Around 80 people gathered Tuesday in front of HauMĀNA’s mural by the Art Building to protest their right for free speech to express their politics and cultural values, according to Andre Perez.
“Weʻre here to take a stand and say that the university cannot be a place of Hawaiian education and Hawaiian learning, while also participating in the desecration of Mauna a Wākea,” Haley Kailiʻehu, a Ph.D. student at UH Mānoa said.
HauMĀNA, a student movement for “aloha no ka ʻāina,” or “love for the land,” had painted a mural to be exhibited at the Ka Leo Arts Festival, protesting the developments of telescopes on Mauna Kea on the Big Island. Words that were painted on the mural were covered because they did not match the design that was approved to be painted.

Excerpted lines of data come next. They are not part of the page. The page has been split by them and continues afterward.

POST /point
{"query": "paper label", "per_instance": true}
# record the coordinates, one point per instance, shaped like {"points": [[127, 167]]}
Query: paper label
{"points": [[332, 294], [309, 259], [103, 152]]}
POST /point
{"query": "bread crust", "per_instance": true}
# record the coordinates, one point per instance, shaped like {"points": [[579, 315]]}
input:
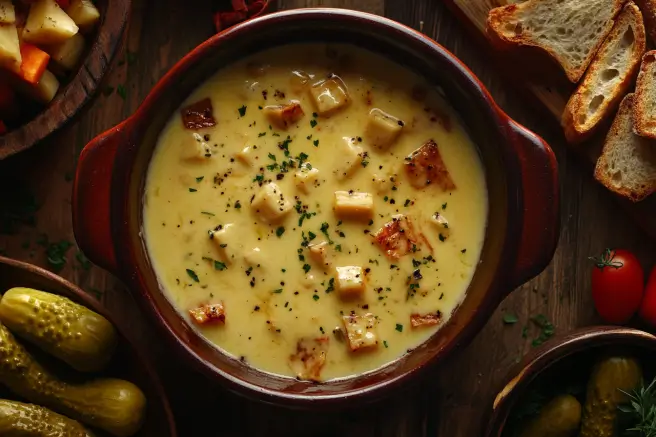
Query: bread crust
{"points": [[499, 17], [616, 133], [578, 127], [644, 121]]}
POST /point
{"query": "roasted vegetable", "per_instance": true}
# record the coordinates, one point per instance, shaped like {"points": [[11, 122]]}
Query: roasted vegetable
{"points": [[25, 420], [113, 405], [561, 417], [64, 329], [611, 377]]}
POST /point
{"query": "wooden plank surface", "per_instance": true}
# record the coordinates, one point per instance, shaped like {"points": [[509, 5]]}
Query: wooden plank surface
{"points": [[454, 402], [548, 85]]}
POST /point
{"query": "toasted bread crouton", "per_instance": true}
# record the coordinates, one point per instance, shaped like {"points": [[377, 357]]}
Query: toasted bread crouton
{"points": [[570, 31], [208, 313], [644, 107], [397, 237], [608, 78], [627, 165], [310, 357], [425, 167]]}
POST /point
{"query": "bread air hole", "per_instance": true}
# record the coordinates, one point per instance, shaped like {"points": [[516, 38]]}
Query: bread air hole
{"points": [[628, 38], [595, 103], [609, 74]]}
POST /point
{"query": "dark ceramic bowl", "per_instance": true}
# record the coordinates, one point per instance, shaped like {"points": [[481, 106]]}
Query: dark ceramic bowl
{"points": [[78, 90], [128, 363], [578, 348], [521, 174]]}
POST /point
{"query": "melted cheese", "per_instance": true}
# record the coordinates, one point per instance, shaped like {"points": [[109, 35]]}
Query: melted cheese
{"points": [[278, 221]]}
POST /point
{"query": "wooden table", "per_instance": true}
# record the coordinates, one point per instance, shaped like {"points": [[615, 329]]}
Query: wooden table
{"points": [[455, 402]]}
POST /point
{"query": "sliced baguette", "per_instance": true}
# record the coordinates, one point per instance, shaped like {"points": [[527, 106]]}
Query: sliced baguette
{"points": [[627, 165], [608, 78], [570, 31], [644, 117]]}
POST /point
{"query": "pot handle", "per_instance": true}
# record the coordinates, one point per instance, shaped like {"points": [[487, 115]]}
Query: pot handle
{"points": [[92, 198], [541, 215]]}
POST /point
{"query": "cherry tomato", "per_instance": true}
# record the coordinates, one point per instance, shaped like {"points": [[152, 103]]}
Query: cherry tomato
{"points": [[648, 306], [617, 285]]}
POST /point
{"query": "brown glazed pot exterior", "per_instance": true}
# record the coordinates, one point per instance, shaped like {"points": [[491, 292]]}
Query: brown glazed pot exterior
{"points": [[127, 363], [521, 174], [561, 348]]}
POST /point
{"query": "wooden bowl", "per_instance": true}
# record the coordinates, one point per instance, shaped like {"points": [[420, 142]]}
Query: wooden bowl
{"points": [[566, 352], [128, 363], [79, 88], [522, 182]]}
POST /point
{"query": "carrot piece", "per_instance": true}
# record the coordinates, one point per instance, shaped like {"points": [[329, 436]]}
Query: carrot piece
{"points": [[34, 63], [239, 5]]}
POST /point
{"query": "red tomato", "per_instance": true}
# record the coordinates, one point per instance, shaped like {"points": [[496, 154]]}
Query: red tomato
{"points": [[617, 285], [648, 306]]}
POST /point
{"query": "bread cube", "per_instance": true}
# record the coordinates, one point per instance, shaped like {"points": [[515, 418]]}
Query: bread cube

“We’re on a university,” Perez said. “We’re talking about free speech to express our politics and our cultural values. And that includes protecting our sacred mountain.”
DEVELOPMENT ON MAUNA KEA
According to the UH Institute for Astronomy website, Mauna Kea hosts the world's largest astronomical observatory, with telescopes operated by astronomers from eleven countries. There are currently thirteen working telescopes near the summit of Mauna Kea, including the largest optical/infrared, dedicated infrared and submillimeter telescopes in the world.
The university has a lease from the State of Hawaiʻi for all the land within a 2.5-mile radius of the site of the UH 2.2-meter telescope, which is essentially all the land above 3,700 meters elevation except for the portions that lie within the Mauna Kea Ice Natural Area Reserve. The leased land is known as the Mauna Kea Science Reserve.
In June 2000, the Board of Regents formulated the Mauna Kea Science Reserve Master Plan, which establishes management guidelines for the next 20 years.
Management of the summit area is now the responsibility of the Office of Mauna Kea Management in Hilo.
Board of Publications (BOP) chairwoman Rebekah Carroll says the construction barriers around the new campus center, where the mural was painted, are owned by the Campus Center Board and, to her understanding, are not a venue for free speech.
On Sunday afternoon, Ka Leo requested that the painters of the mural cover the painted words, “UH cannot be a Hawaiian place of learning while leading the desecration of Mauna a Wākea. Hey UH, be accountable… Be a Hawaiian place of learning… Stand with the people… Stop the desecration. Stop the thirty meter telescope!” The painters refused and were told that the words would be covered if they didn’t cover them.
In order for the construction barriers to be used for the festival, Ka Leo had to ask for approval by the Campus Center Board. All of the designs that were to be painted had to be submitted and approved by the board.
“So we were requesting permission to paint, to allow the Ka Leo Arts Festival to be promoted in a space that did not belong to Ka Leo,” Carroll said. “The Board of Publications has no jurisdiction over those walls. So in order to get to paint on them, we had to get approval.”
Eight murals were painted to promote the Arts Festival.
“So there was concern about vandalism and maintenance so we were given some guidelines that we had to follow,” Carroll said. “And one guideline did state that what was painted had to match the approved design.”
The words on the mural were painted over with the Ka Leo Arts Festival information, which was a stipulation of all of the murals.
“It’s my understanding that there are free speeches on the campus, however, the Ka Leo Arts Festival murals were not designed as a free speech zone because there were restrictions on what could be painted in the sense that they had to be approved,” Carroll said.
She said other areas on campus, as well as Ka Leo’s student newspaper, are appropriate and available for free speech.
Students disagreed and believe that art is a way of expressing politics.
“It’s pretty ignorant and narrow-minded that art and politics can be separated,” Perez said. “Anybody who has a socioeconomic political understanding of history, culture, and politics knows that politics have always been expressed through art.”
Protestors marched to the Ka Leo offices to present their demands.
“We’ve given Ka Leo our demands that they issue a public apology, that they put the chalkboard tape back up, and that they allow for student dialogue and engagement on that mural for as long as it is available,” ʻIlima Long said.
According to Carroll, the BOP is reviewing those requests.
The BOP is the legal publisher of all student publications supported by funds derived from a dedicated portion of student activity fees on the Mānoa campus.